"I'm not proud of being a congenital pain in the ass. But I will take money for it."

Unwedging /dev/loop voodoo

Thu 08 December 2022 | -- (permalink)

At $dayjob we make heavy use of a build system which creates pre-formatted bootable disk images for various platforms. Some of the tricks involved in getting this to work are kind of nasty. In particular, GRUB puts up a fight when asked to configure boot information for something it doesn't really believe is a disk. The build system knows this and uses various strange tricks to convince GRUB that it's working on a disk. All of which works surprisingly well...except occasionally when debugging changes to the build system itself, which of course can introduce bugs that crash the build system in ways that it doesn't quite know how to clean up.

Upshot is that sometimes we find that the build system has left a "stuck" /dev/loop device that needs to be unwedged by hand.

The first few steps are obvious. Assuming for purposes of discussion that we're trying to free up /dev/loop0:

lsblk -f

will show what block devices are present and what filesystems are mounted. If a filesystem is mounted, say on /dev/loop0p3, unmounting it with umount is a good first cleanup step.

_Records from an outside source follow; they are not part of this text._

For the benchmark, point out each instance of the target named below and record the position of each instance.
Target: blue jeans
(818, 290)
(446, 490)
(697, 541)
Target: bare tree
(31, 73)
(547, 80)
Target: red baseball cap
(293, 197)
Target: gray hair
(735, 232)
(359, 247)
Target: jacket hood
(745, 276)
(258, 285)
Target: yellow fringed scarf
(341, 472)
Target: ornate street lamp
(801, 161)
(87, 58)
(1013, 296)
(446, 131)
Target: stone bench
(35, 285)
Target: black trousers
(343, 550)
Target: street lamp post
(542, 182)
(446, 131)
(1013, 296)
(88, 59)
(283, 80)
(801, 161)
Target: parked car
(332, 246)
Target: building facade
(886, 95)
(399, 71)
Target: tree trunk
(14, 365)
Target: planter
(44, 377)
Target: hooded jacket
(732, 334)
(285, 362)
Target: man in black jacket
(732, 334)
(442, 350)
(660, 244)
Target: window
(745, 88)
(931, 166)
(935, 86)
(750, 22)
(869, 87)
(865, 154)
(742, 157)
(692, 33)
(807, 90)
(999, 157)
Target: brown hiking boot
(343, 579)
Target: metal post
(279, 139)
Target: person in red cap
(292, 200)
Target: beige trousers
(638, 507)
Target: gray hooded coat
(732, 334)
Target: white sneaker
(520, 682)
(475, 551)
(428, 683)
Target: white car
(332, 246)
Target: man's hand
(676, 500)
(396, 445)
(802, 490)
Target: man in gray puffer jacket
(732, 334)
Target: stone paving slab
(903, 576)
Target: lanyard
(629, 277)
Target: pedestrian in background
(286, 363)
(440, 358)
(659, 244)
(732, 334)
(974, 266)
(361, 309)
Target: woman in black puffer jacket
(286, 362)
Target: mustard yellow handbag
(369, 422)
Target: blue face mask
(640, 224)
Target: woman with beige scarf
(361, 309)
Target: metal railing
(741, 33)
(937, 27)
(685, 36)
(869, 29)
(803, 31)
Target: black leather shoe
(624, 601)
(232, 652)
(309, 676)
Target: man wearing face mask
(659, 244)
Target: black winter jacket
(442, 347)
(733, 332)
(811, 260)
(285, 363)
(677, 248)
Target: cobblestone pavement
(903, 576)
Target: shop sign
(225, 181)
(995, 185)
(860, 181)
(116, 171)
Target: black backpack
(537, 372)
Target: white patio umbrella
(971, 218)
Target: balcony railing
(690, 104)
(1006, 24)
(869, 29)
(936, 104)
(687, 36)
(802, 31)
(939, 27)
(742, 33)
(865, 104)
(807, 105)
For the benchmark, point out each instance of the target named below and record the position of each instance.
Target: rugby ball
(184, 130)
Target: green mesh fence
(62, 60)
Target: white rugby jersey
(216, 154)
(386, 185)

Once all filesystems are dismounted, in theory we can just do:

sudo losetup -d /dev/loop0
sudo losetup -l

If the second losetup shows that the loopback device is gone, you're done. But sometimes it's not, even if the first losetup returns successfully, because all losetup is really doing here is scheduling the device for removal as soon as nothing is using it anymore. If something still has the device open, it won't go away (yet).

At this point things get weird. At least with this build system, sometimes it's necessary to use dmsetup to remove device entries from the device mapper:

sudo dmsetup remove /dev/mapper/loop1p1 
sudo dmsetup remove /dev/mapper/loop1p2
sudo dmsetup remove /dev/mapper/loop1p3

If the device mapping was all that was keeping the loopback device open, losetup should show it gone now.

But sometimes even that's not enough, because some process still has the device open even though tools like lsof don't show it. A process with such a device open will cause the dmsetup call to fail. So now we look for processes that have the device open:

sudo egrep 'loop|dm-' /proc/*/mountinfo  

For whatever reason, this incantation seems able to spot processes that have handles on loopback or mapped devices even when lsof can't. If this command returns anything at all, you can use the process IDs it reports to investigate the processes in question, and whack them if they look like the culprit(s), after which you'll need to re-run the failed dmsetup call, at which point, if nothing else goes wrong, losetup will finally show /dev/loop0 gone.

If you think this write-up is primarily as a reference for the next time I find myself down this particular rabbit hole, you're not wrong.